This story is nearly half a century old. In 1974, at the Vnukovo airport, the owner of Alma couldn’t persuade the staff to require the dog onboard without a certificate. Thanks to eye damage, the Eastern European sheepdog didn’t pass vet control.
The owner was the last to board, and before that, he took off the collar and said goodbye to his pet for an extended time. The powerful IL-18 liner carried a person to the north. The dog ran for an extended time on the runway, trying to catch up with him. She didn’t accept the loss, didn’t leave the airport. Neither the people who tried to catch her nor the local dog group tearing up the newcomers had forced Alma to leave her post. Gradually, they got used to dogs. The port service began to feed and protect the sheepdogs.

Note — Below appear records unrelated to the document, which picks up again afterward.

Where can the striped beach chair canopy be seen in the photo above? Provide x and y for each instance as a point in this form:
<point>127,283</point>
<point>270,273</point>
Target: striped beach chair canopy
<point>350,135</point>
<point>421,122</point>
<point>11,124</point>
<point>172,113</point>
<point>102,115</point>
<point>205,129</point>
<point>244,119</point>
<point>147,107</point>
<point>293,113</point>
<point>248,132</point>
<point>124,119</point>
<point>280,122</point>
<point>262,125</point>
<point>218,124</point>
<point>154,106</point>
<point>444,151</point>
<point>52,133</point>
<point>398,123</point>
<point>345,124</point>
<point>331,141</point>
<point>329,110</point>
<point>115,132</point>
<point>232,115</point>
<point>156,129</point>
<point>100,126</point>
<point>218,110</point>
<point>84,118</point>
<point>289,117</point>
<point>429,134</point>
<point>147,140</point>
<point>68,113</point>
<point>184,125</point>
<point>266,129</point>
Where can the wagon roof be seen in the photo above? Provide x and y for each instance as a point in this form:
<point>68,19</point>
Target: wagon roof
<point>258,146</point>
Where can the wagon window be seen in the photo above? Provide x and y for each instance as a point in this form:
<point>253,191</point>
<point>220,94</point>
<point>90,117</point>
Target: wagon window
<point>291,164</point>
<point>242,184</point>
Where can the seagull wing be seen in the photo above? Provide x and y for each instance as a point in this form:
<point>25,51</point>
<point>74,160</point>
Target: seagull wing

She still didn’t trust people, hiding at the slightest danger, and still saw off every plane. This went on for 2 years until the pilot saw the dog running after the plane from the cockpit of the plane. For her safety, Vyacheslav Valentine contacted the dispatcher and invited her to take the dog away from the runway.
They explained to him that it had been useless, Alma was trying to find the owner and didn’t let anyone get close. Then, the pilot often sees a shepherd dog, which hopefully meets every plane. Vyacheslav Alexandrovich went through the war, was a prisoner of Dachau and then the camps — he knew what grief was and saw it in the dog’s eyes. He visited the editorial office of Komsomolskaya Pravda and asked to write down that Alma was still waiting. that each commander will take it on board if only there’s an owner.